Immediate actionable items:

  • Go to volumes. If there's any "Available" there, just delete them.
  • Go to S3 and setup lifecycle policies.
  • Remove unused Elastic IPs.
  • Check if all your EBS volumes are actively in Use.

S3

  • Store static content in s3. Use s3 bucket name as what your website would be.
  • s3 requests do cost you. If you're doing bulk upload of images, use s3 sync. Unless it's a end user thing, try to use s3 tools or sdk tools as much as possible. They don't cost same as http.
  • Enable S3 private VPC link
  • All logs from everywhere can safely reside in s3 for a very cost.

Lifecycles to reduce storage costs

  • Put lifecycle policy on S3 to move Infrequent Access,
    S3 single zone IA,
    Glacier.
  • You don't need logs of 6 months old at finger tips.
  • You can delete objects via lifecycle, costs lesser than doing an s3 delete API.

CDN:

  • Use cloudflare over cloudfront. Because cloudflare is free.
  • Compression: instead of enabling gzip at CDN, you can push the gzipped contents to s3.
  • Purge cache only when it's necessary.

VPC

  • All private instances should communicate over private network. Don't use public IPs for internal communication.
  • Use different VPCs or different regions for different environments.

EBS

  • Snapshots:

    • Only the delta costs. So, reducing frequency or deleting old snapshots won't help reducing costs
  • Storage (gp2 vs Provisioned I/O or St1):

    • Auto-elasticity. Storage can expand as and when necessary, by an AWS call.
    • Logrotate and send logs to s3.
    • For kafka like workloads, Serial Throughput disk makes more sense.

Choose filesystems appropriately from day 0. Transitioning is expensive and sometimes impossible.

Snapshot restore to EBS takes significant time.

EC2

  • Shutdown periods

    • You don't need all the services running all the time. Staging can sleep when you sleep.
  • Scheduled instances

    • Run scheduled jobs which would take few hours.
  • Reserved instances (take convertible)

    • Buy no-upfront reserved instances convertible for 1 year. If you're unsure of whether you'd be using AWS for that long, buy it and find someone who can use the account.
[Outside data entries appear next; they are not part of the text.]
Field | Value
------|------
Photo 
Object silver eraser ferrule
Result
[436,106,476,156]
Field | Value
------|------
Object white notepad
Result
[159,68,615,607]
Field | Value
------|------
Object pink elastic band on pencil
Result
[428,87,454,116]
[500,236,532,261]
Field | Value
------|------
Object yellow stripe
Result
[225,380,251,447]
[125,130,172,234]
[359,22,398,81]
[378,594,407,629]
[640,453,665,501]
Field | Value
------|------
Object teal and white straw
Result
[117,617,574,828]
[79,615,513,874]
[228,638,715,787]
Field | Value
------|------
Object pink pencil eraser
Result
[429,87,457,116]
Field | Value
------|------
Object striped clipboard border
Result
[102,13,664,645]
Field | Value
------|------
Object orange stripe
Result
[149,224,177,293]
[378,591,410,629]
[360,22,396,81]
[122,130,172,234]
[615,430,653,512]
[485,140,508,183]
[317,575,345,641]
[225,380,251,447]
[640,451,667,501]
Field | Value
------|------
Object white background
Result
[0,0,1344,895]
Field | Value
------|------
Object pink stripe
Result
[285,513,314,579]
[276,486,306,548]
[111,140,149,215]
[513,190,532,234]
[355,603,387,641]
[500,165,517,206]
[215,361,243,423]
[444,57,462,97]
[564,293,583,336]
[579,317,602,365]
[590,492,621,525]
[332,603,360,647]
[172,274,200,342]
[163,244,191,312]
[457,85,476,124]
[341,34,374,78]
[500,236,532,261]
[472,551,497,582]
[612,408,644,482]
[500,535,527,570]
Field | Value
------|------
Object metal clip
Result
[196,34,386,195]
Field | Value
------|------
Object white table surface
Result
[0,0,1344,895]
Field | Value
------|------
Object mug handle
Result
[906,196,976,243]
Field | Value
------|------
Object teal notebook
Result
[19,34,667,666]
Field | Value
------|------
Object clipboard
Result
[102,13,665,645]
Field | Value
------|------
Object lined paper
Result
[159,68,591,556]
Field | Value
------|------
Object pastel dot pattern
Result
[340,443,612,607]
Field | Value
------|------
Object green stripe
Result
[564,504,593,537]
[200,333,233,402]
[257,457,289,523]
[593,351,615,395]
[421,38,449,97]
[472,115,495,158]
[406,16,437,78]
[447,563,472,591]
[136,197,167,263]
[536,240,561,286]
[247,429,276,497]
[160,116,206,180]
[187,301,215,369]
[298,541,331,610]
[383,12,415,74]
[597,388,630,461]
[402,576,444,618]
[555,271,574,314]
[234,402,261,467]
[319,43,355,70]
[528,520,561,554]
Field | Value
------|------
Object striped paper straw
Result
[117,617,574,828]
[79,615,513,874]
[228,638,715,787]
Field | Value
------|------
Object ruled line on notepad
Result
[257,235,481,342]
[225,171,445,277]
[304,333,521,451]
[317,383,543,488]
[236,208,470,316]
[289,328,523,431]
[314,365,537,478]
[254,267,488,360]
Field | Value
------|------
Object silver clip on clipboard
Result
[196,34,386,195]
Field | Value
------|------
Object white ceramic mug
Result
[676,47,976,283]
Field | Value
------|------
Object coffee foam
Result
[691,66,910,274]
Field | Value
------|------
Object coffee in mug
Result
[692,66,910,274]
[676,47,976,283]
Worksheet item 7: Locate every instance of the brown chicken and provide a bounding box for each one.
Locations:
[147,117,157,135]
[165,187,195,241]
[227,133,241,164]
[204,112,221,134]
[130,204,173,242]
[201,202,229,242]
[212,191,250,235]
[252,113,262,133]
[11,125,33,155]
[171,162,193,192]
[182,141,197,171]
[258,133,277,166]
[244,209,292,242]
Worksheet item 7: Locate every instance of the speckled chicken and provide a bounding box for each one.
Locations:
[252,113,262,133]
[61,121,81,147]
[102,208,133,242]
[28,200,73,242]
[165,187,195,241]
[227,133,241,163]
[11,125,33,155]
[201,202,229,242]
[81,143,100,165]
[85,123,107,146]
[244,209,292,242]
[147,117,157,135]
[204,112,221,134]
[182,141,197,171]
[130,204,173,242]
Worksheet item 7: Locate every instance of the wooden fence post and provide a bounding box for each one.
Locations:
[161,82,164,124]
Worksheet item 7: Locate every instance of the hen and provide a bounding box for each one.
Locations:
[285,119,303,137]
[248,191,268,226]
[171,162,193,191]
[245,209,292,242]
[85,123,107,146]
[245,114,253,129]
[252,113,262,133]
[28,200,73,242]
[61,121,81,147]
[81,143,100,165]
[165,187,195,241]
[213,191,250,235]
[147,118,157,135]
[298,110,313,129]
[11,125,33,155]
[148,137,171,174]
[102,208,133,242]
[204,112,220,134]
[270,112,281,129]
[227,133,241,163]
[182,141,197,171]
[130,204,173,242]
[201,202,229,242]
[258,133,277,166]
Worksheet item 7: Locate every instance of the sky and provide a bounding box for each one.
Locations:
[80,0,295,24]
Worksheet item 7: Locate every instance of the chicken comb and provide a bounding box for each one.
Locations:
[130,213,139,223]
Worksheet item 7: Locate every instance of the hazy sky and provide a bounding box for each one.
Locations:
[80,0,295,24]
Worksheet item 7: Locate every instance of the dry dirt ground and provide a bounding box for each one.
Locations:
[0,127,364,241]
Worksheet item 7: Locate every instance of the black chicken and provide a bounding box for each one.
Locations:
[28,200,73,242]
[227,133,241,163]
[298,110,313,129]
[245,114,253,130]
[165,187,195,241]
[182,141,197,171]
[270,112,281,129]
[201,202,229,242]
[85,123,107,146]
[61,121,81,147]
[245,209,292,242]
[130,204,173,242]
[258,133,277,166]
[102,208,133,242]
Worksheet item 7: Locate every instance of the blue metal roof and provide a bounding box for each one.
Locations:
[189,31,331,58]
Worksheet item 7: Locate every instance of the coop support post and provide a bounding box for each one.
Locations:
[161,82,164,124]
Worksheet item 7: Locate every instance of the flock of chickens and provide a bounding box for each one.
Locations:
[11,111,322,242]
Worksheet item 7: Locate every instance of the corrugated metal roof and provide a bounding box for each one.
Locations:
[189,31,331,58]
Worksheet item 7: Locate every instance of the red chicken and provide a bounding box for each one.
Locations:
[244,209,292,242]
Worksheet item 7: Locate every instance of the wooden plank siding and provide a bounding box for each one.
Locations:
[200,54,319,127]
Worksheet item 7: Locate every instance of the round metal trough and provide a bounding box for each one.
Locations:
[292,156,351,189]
You're in co-working space, after all.
  • Idle instances

    • Identify idle instances and validate if they can be shut down. How to decide Idle? Check for CPU, IOPS.
  • Right sizing

    • What's the right size of an EC2 instance?
  • Elasticity

    • Taking up autoscaling, how to quickly acheive it.
    • Deployment strategies to make sure your applications are elastic.
  • Spot

    • Decide between Engineering Cost vs Returns
    • How to run Spot efficiently and reliably.
    • Running stateful/Database applications on Spot
    • Fleet - Almost works similar to Autoscaling group.
    • Spot block - Your spot instance won't die within this period.

Enable termination protection on all the instances.

Lambda

  • Background jobs

    • Data crunching over s3, redshift, etc.
    • AWS related tasks like maintaining tags, sending cost reports every week, etc.
  • Ops jobs which need to scale

    • APIs which don't need to rely on databases heavily.
  • Ad-hoc tasks

    • Running some quick hacky script.

Untouched topics

  • Kubernetes/ECS/Nomad like schedulers:

    • The engineering cost involved in reducing cloud costs shouldn't surprise you.